5 Ways to improve mental health

CHANDIGARH

 

  1. The desire to make positive changes: “Nothing is easy for the unwilling.” An important first step is being prepared to acknowledge that you experience anger most of the time and to comprehend how it affects your quality of life. We are able to glimpse exciting options when we are willing. Make a commitment to bettering yourself; this will empower you and give you the strength and will to bring about greater improvement in yourself. Without successfully completing this step, the ones that follow will be ineffective or useless.
  2. “Be Aware” of what makes you angry: Try maintaining a “Anger Thought Monitoring Record” in your diary to keep track of your repeated hateful thoughts, pictures, or recollections. For instance, you could have differing opinions when your boss criticizes you, at home, in traffic, or in a toxic relationship. Record as many furious memories and thoughts as you can on a regular basis. You can also rate your level of anger on a scale of 1 to 10, with 1 being the angriest.

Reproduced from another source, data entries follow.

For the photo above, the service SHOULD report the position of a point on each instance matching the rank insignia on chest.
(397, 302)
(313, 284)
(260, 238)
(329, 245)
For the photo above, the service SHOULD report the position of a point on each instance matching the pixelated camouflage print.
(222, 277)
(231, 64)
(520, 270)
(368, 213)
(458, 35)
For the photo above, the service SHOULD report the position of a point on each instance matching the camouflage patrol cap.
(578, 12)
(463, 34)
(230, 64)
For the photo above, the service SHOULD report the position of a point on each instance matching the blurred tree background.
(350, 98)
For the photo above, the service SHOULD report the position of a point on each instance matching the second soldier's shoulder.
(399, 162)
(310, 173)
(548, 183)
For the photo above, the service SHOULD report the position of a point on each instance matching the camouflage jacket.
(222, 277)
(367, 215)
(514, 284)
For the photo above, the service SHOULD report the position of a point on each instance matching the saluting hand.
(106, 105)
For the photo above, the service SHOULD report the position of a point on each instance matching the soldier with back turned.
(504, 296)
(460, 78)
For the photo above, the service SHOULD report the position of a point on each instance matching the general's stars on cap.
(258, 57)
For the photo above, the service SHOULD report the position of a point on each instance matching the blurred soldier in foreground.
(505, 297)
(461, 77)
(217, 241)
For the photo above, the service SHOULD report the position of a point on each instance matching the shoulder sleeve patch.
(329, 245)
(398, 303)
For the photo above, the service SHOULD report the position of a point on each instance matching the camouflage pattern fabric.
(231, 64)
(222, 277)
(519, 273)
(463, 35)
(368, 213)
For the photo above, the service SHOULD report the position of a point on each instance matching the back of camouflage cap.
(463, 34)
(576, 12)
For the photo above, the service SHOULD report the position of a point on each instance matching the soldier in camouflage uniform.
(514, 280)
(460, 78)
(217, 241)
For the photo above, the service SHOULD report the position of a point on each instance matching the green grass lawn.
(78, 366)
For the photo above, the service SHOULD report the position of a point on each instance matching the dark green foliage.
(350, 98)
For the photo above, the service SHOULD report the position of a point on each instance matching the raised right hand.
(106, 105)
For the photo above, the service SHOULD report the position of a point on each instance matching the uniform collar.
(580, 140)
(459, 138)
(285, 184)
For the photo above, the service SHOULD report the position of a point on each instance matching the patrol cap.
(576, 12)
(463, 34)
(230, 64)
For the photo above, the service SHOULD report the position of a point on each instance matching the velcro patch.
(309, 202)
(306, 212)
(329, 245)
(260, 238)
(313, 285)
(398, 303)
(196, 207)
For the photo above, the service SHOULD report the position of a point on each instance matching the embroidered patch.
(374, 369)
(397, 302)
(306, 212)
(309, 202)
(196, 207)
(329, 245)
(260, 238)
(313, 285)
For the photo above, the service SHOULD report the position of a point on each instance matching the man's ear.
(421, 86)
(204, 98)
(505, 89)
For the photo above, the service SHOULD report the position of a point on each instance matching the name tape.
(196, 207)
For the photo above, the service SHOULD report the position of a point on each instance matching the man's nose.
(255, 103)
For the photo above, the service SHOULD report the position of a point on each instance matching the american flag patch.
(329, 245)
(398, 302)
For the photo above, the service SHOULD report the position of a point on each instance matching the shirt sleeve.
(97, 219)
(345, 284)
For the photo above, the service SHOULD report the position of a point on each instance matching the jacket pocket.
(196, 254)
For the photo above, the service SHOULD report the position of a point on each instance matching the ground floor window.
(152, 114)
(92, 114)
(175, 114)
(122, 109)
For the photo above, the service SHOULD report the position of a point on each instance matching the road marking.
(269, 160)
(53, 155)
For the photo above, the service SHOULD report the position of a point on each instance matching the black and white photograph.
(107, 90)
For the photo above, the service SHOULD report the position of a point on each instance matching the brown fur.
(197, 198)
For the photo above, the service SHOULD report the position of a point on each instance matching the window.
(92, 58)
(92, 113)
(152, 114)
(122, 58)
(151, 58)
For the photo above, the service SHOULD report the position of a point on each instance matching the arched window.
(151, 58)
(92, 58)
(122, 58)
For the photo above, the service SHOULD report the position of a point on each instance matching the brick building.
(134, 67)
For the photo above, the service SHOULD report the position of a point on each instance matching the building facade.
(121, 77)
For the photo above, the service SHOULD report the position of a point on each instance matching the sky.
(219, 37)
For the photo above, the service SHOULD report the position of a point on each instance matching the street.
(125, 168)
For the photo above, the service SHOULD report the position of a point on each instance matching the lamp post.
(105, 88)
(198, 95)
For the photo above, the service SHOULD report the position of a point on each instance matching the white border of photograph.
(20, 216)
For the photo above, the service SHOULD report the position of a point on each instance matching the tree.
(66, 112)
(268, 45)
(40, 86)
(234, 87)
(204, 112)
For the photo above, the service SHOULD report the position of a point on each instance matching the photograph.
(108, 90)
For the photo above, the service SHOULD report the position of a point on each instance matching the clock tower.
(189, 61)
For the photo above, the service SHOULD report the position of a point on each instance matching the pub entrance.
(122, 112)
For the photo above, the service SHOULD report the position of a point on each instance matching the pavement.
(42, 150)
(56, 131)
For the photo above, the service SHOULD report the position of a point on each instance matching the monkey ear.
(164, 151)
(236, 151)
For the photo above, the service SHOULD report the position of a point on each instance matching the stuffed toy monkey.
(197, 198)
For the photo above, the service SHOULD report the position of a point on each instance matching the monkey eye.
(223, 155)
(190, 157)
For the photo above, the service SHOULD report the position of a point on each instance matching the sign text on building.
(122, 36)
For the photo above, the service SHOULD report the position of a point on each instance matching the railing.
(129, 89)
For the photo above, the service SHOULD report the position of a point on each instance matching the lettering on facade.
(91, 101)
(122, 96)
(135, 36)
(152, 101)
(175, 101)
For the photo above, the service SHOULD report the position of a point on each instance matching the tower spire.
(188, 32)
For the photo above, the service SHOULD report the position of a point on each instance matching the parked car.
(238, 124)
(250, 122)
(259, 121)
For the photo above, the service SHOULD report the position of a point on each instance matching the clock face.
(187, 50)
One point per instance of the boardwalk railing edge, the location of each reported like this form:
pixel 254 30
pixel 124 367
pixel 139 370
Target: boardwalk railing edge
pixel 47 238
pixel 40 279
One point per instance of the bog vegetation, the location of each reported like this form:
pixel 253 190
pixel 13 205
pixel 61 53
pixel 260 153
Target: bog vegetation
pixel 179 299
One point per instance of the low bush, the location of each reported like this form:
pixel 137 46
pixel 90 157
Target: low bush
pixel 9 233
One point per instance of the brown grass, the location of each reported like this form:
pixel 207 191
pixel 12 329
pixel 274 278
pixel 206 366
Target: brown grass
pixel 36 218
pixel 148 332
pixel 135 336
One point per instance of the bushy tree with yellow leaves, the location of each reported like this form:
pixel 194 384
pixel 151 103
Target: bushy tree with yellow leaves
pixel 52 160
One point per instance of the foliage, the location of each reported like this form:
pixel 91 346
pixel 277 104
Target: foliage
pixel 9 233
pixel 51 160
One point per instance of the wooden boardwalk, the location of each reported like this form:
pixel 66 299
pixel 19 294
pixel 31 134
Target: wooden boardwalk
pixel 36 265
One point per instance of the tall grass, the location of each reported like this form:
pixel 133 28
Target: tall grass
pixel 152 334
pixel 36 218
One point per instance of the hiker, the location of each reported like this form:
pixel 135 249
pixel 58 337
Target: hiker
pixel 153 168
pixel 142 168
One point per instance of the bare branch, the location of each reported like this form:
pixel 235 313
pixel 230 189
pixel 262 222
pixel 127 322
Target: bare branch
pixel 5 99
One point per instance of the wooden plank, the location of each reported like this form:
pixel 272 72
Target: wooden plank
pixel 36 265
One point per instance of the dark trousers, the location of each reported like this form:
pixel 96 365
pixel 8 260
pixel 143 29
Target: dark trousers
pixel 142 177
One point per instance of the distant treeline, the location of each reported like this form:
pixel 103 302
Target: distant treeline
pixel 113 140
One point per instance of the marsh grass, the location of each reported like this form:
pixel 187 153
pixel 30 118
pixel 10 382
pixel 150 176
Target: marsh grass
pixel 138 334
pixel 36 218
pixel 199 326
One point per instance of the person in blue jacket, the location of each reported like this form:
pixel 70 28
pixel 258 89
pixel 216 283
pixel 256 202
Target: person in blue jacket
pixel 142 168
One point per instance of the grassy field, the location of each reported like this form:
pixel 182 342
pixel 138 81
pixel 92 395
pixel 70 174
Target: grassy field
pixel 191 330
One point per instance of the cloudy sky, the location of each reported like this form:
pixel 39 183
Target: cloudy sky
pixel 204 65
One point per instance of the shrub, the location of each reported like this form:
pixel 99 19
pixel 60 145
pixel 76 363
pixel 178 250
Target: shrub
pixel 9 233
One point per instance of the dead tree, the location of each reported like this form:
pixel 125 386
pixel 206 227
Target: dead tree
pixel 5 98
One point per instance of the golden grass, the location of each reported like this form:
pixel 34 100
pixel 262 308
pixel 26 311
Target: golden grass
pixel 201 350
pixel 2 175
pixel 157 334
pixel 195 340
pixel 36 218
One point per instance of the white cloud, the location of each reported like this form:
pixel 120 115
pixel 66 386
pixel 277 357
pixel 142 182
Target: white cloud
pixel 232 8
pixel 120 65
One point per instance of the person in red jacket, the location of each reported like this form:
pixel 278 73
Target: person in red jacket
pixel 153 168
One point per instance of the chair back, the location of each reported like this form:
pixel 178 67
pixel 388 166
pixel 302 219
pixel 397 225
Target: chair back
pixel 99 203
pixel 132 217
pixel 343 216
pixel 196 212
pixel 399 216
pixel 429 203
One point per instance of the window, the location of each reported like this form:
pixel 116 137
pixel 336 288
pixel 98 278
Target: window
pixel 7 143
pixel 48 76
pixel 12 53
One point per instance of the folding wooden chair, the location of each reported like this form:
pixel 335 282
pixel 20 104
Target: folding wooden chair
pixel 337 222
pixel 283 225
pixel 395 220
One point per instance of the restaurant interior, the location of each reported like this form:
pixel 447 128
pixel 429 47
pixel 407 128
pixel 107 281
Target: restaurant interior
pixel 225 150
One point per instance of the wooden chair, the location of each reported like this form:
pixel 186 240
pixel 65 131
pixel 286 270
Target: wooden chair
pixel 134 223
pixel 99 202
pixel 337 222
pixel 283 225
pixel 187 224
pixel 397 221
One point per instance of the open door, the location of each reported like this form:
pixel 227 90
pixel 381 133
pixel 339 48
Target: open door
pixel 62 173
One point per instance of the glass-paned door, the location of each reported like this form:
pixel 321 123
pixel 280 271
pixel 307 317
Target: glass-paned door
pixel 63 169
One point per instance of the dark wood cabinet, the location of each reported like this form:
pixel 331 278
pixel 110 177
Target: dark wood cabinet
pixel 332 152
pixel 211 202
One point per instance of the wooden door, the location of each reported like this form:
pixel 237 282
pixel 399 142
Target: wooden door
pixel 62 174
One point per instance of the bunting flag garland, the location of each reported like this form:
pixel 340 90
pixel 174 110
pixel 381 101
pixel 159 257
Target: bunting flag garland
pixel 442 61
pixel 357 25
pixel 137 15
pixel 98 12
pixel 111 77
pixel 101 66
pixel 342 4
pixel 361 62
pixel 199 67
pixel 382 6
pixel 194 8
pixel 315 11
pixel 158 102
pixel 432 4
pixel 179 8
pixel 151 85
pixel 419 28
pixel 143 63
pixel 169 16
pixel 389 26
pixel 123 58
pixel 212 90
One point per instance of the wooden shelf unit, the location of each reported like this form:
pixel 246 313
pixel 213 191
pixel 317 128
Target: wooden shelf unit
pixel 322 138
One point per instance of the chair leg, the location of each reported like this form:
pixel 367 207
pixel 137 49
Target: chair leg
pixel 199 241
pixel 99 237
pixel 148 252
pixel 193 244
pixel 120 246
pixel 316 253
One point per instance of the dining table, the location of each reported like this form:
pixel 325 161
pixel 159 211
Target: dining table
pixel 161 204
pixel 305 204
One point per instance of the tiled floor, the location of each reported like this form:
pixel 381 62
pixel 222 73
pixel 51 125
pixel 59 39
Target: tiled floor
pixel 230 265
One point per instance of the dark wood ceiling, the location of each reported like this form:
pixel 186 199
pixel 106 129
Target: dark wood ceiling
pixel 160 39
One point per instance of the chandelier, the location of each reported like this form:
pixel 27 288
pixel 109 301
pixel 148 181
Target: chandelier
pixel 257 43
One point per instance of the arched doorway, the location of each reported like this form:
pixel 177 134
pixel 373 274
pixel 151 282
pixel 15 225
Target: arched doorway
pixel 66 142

Understanding the connection among ideas, feelings, and behaviors will help you comprehend how anger functions and provide light on the “why” side of your anger.
  3. Objectively discuss it with a respectable and beloved friend or family member: Recommendations from individuals you value and respect may have a significant impact. The majority of the time, your wrath may be motivated by an underlying bad emotion such as sadness, sadness, discontent, frustration, humiliation, guilt, or hate.
  4. Avoid playing the victim: Playing the victim gets us nowhere near a solution and just makes the situation worse. It helps someone grow, enhances attention and clarity, helps with education, and allows one to accept self-responsibility and words, to name a few advantages of avoiding blame games. It also saves a tonne of time and energy.
  5. Mindfulness: Understanding physiological changes brought on by anger, in addition to being aware of your ideas, may be quite helpful. If you can, grab a seat and spend two to five minutes focusing on your breath, heart rate, clinched fists and jaws, and any unpleasant feelings in your stomach, chest, or face. More than you can, keep being present with your feelings. Use of the terms “never,” “should,” or “must” should be avoided since they add pressure.